Sortie le mercredi 11 avril 2018


 


Depuis Paria (2000), le couple Nicolas Klotz / Élisabeth Perceval explore les zones d’invisibilité de la société française, le monde des sans-abri, des demandeurs d’asile, des marginaux de toutes sortes, sous la forme documentaire ou bien sous celle de la fiction. L’Héroïque Lande, tourné entre 2015 et 2016 à Calais, est un documentaire auquel les auteurs ont voulu donner une coloration épique, que signifie d’emblée le titre, que renforcent la monumentalité, la durée de l’œuvre (plus de trois heures et demie), la figuration nombreuse et l’approche lyrique du sujet.

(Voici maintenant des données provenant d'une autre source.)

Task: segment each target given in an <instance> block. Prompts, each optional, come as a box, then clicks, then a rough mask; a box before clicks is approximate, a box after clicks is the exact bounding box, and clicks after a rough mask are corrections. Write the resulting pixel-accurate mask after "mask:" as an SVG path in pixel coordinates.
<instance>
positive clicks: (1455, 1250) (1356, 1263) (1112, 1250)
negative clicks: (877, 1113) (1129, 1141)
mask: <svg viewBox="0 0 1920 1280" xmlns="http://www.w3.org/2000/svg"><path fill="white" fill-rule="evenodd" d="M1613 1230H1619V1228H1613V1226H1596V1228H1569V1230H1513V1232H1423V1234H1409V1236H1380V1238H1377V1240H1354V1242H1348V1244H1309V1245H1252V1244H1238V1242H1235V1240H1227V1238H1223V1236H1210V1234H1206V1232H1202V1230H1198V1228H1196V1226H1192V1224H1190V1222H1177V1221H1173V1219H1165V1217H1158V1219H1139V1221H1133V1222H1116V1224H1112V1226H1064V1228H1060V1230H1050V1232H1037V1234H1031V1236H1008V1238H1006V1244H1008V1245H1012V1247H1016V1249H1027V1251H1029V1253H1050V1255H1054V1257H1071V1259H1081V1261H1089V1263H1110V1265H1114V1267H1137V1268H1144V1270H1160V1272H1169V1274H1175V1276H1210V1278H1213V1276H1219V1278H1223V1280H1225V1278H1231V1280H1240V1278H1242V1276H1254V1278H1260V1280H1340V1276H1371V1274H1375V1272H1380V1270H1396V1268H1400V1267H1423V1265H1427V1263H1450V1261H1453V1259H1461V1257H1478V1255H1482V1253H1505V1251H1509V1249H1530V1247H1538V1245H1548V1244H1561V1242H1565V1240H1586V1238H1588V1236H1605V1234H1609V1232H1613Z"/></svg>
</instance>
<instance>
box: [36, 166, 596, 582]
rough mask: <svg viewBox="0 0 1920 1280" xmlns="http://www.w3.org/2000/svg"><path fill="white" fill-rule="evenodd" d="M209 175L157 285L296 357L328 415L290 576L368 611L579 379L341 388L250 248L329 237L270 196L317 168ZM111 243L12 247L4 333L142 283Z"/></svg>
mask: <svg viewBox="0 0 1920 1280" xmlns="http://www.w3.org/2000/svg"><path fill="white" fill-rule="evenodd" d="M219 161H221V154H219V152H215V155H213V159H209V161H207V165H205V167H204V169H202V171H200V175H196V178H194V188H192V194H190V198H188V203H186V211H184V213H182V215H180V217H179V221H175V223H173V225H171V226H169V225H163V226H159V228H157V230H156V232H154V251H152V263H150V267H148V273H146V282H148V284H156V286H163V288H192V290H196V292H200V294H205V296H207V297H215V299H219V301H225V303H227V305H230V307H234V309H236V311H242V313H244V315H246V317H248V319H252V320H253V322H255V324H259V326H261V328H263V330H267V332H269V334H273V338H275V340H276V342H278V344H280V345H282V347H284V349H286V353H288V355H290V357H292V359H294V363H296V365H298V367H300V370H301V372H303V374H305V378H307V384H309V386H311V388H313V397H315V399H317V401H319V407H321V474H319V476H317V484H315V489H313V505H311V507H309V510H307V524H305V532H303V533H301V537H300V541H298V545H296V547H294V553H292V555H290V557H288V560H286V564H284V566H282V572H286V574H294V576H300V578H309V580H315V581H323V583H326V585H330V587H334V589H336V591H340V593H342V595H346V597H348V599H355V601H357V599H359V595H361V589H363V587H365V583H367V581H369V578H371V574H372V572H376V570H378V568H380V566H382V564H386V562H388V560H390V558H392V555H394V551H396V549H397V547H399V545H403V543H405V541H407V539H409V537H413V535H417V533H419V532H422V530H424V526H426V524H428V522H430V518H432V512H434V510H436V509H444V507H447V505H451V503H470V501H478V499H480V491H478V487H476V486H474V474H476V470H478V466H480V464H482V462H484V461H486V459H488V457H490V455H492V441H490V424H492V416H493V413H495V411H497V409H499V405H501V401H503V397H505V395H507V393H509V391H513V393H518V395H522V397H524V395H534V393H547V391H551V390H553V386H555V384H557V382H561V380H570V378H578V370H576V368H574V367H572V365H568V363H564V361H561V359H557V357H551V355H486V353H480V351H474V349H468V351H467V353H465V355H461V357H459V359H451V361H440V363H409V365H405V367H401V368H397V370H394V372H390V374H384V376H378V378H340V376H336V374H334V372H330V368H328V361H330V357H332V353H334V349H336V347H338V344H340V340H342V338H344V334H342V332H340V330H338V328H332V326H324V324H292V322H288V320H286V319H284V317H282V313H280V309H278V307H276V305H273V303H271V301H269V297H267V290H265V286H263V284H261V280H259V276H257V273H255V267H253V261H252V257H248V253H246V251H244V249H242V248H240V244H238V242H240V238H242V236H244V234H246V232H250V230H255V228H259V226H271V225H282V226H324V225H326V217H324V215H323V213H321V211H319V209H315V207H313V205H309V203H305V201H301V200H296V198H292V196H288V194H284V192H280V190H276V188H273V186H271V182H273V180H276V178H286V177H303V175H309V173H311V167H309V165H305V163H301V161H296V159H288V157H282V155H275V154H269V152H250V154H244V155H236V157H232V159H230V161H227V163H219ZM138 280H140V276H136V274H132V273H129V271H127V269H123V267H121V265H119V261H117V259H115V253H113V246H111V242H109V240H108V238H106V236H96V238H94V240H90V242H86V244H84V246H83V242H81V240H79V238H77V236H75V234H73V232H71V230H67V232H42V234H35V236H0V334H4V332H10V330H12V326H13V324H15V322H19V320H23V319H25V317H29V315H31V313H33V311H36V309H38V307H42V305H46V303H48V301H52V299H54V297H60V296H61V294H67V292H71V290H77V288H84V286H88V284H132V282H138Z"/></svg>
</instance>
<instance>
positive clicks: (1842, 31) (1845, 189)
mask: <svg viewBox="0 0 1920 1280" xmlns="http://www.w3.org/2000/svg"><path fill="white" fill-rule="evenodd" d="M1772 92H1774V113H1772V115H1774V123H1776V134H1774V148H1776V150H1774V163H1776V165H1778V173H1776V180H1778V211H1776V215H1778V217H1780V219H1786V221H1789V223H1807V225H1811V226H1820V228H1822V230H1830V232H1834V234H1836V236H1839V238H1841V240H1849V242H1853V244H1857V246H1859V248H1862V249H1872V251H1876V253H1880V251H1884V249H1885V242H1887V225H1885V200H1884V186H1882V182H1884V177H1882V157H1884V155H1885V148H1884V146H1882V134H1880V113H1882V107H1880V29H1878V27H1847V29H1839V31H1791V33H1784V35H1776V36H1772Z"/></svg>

Le mot "lande" a été préféré à celui, usé, de "jungle", désormais indissociable de Calais ; il consonne avec le "no man’s land" qui sert de toile de fond au film et se confond presque avec Heroic Land, un projet de parc d’attraction local prévu pour 2019.


 

Le film est divisé en chapitres, qui vont de "Naissance d’une nation" à "La frontière brûle" - cette dernière partie servant par ailleurs de sous-titre à l’opus. La longueur inhabituelle de la bande ne vise pas à délivrer des informations que n’auraient pas fournies journaux et reportages télévisuels mais, simplement, à laisser la parole à ceux qui ne l’ont pas. Les auteurs n’ont pas du tout cherché à faire le tour de la question. Aucune voix ne nous précise les tenants et les aboutissants, les dates, les chiffres. Nous ne voyons ni passeurs, ni violences, ni trafics, ni activistes, ni no boarders, ni bénévoles, ni médecins du monde. Les cinéastes évitent les intermédiaires, positifs ou négatifs.


 

Nous comprenons peu à peu que nous sommes dans la partie du campement dite de "la zone sud" (dont le démantèlement, en février 2016, est décrit au moyen d’une caméra furtive). Cette opération de police est au centre du film.
Nous faisons connaissance avec des individus, de très jeunes hommes (peu de femmes en vue), âgés de 14 à 20 ans, guère plus, portant anoraks et parkas, capuches ou bonnets vissés sur les yeux, ressemblant à des lycéens. Ils parlent, se taisent, communiquent par portable, se montrent de précieuses photos gravées sur les cartes-mémoire, amorcent des récits aussitôt interrompus, quelquefois repris.


 

Ils jouent avec la caméra, se mettent en scène, surtout lorsqu’il sont en groupe, plaisantent, font les bravaches, s’adonnent au foot, au cricket, aux dominos, manient des cerfs-volants. Pris isolément, ils en disent un peu plus, égrènent le nom des pays traversés, évoquent les mois de prison en Libye, le rançonnement, les coups, les amis disparus. Tous considèrent avoir eu de la chance, tous remercient Dieu.


 


 

Les filmeurs sont invités sous leur tente ou au café, dans une boulangerie, autour d’un feu. Les exilés chantent et dansent entre eux, se hasardant peu en ville par peur d’être frappés ou aspergés de gaz lacrymogène par la police.
Après avoir dépeint leur quotidien et la destruction du camp, le film s’ouvre sur ce qui l’entoure : le port, les embarcations, la plage et la dune. Le thème du passage en Angleterre, jamais abandonné, est l’obsédant leitmotiv. Les entretiens reprennent dans une lande qui reverdit.
On reconnaît plusieurs visages. Nicolas Klotz et Elisabeth Perceval ont voulu insister sur "le temps de l’attente permanente" qui est celui des protagonistes. Un tel usage de la durée aiguise la sensibilité du spectateur, le place en état de réceptivité. L’étirement du temps ouvre l’accès à la méditation.

Nicole Gabriel
Jeune Cinéma en ligne directe

L’Héroïque Lande. La frontière brûle. Réal, sc, mont : Nicolas Klotz & Elisabeth Perceval ; ph : Nicolas Klotz ; mu : Ulysse Klotz ; son : Elisabeth Perceval (France, 2018, 220 mn). Documentaire.